Le Liban souffre d’un taux de chômage inacceptable et, paradoxalement, d’un manque patent de compétences dans l’industrie. Le secteur peine en effet à trouver de la main-d’œuvre qualifiée et formée. Ce problème découle, d’une part, de la forte disparité entre les formations proposées dans les filières techniques et les besoins réels de l’industrie, et, d’autre part, de la dévalorisation de l’enseignement technique par rapport aux diplômes universitaires, dont certains n’offrent pourtant aucun débouché sur le marché local.
Le problème est culturel et bien ancré. La Suisse, qui offre le revenu par habitant parmi le plus élevé en Europe, privilégie le système secondaire technique qui accueille 88 % des jeunes en stade de scolarisation. Seuls 12 % suivent le parcours universitaire. Ceux qui empruntent la filière technique peuvent, s’ils le souhaitent, poursuivre un doctorat et sont souvent mieux rémunérés que les diplômés universitaires.
Cette gestion du système éducatif et la maîtrise du savoir-faire permettent à la Suisse en général d’être un pays d’excellence et d’innovation. Les produits suisses ne sont pas les moins chers, ils sont pourtant leaders sur plusieurs créneaux. Il est donc utile d’apprendre du système helvétique et de favoriser un cursus académique tourné vers la formation technique. Il n’y a pas de honte à maîtriser une compétence et à bien gagner sa vie, plutôt que d’afficher un diplôme universitaire tout en étant au chômage !
La solution est théoriquement facile, mais elle implique un changement de mentalité et une évolution de la perception du système éducatif technique. Pour cela l’Association des industriels libanais préconise que le système académique actuel classique se focalise davantage sur la technique appliquée qui serait en ligne avec les défis industriels futurs, en particulier “l’Industrie 4.0”, la quatrième révolution industrielle du numérique, et l’internet des objets ou “Internet of Things”.
Nous pourrions aussi offrir à nos jeunes des formations spécialisées, ciblées et limitées dans le temps, comme par exemple le DESS en papeterie Joseph Habib Gemayel que nous avons mis en place en partenariat avec l’Université libanaise et l’Université de Grenoble.
Mais il ne suffit pas de réformer le système éducatif, c’est tout le modèle économique du Liban qu’il faut revoir.
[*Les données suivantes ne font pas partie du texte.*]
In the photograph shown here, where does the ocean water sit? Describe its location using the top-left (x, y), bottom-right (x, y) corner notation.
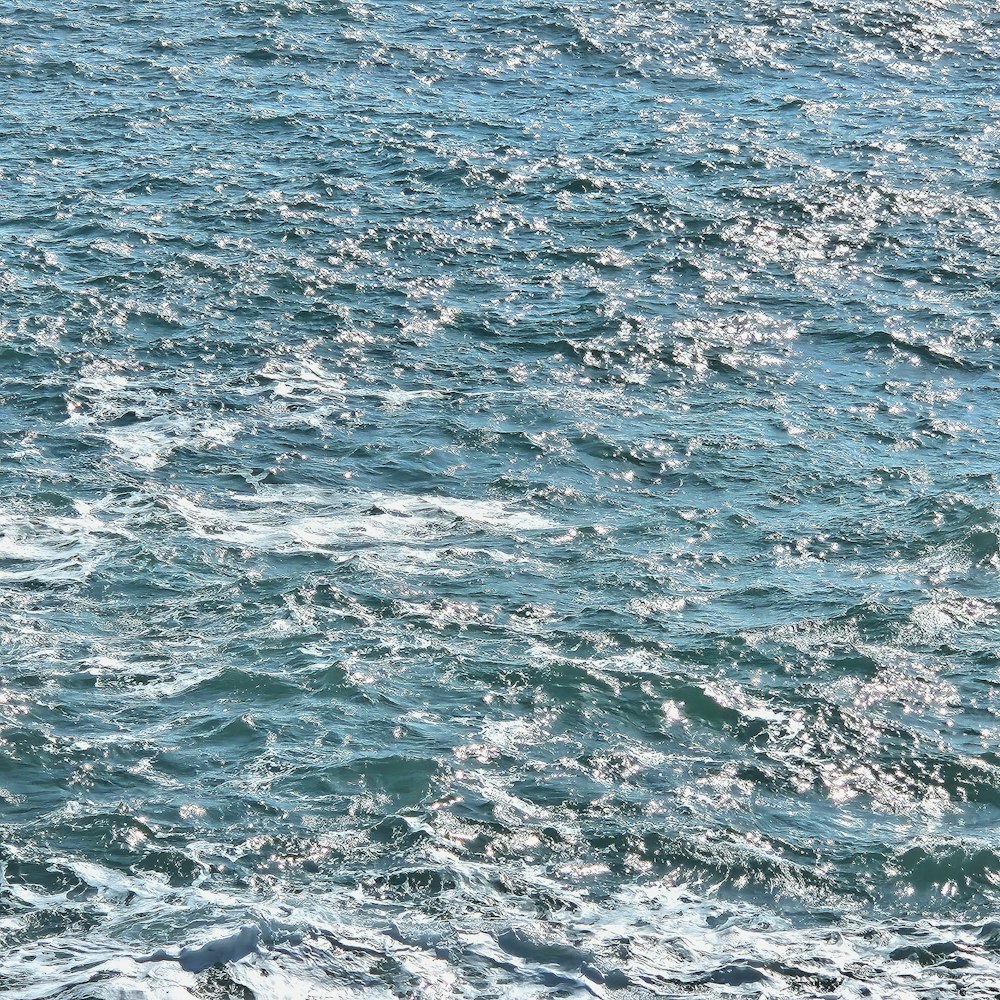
top-left (0, 0), bottom-right (1000, 1000)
Le modèle actuel ne favorise pas la création d’emplois, car nous avons privilégié la rente pendant trop longtemps. Avec un PNB qui se limite à 56 milliards de dollars, notre économie ne reflète pas nos richesses, que ce soit en capital, avec 253,6 milliards de dollars d’actifs bancaires, ou en ressources humaines. Notre revenu par habitant est beaucoup plus bas que celui de nos voisins, et je pense à Chypre qui est bien moins nantie que nous. Nous accusons un déficit commercial de 17 milliards de dollars par an, notre croissance peine à dépasser les 1,5 %, et le taux de chômage est de 36 % chez les jeunes.
Il est temps de se pencher sur les études sérieuses, notamment celle de McKinsey qui préconise un renforcement des secteurs productifs comme l’industrie et l’agriculture. Oui l’industrie et l’agriculture dans l’intérêt de notre jeunesse et pour un développement économique durable. Nous pouvons être une économie prospère qui fait valoir sa production de biens manufacturiers et agricoles en misant sur l’excellence et l’innovation, ainsi que sur son savoir-faire, ses réseaux commerciaux et son attrait touristique.
En réformant nos deux systèmes économiques et éducatifs, nous pouvons être la vraie Suisse du Moyen-Orient, et les vrais Phéniciens du troisième millénaire.
Nos aïeux, brillants commerçants bien sûr, étaient avant tout des industriels innovateurs pour l’époque, qui ont exporté une production locale de verres, de bronze, de poteries, de bateaux, de vêtements en pourpre, avant de conquérir le monde à travers le commerce triangulaire. Des artisans aujourd’hui, mais des industriels avant-gardistes à l’époque.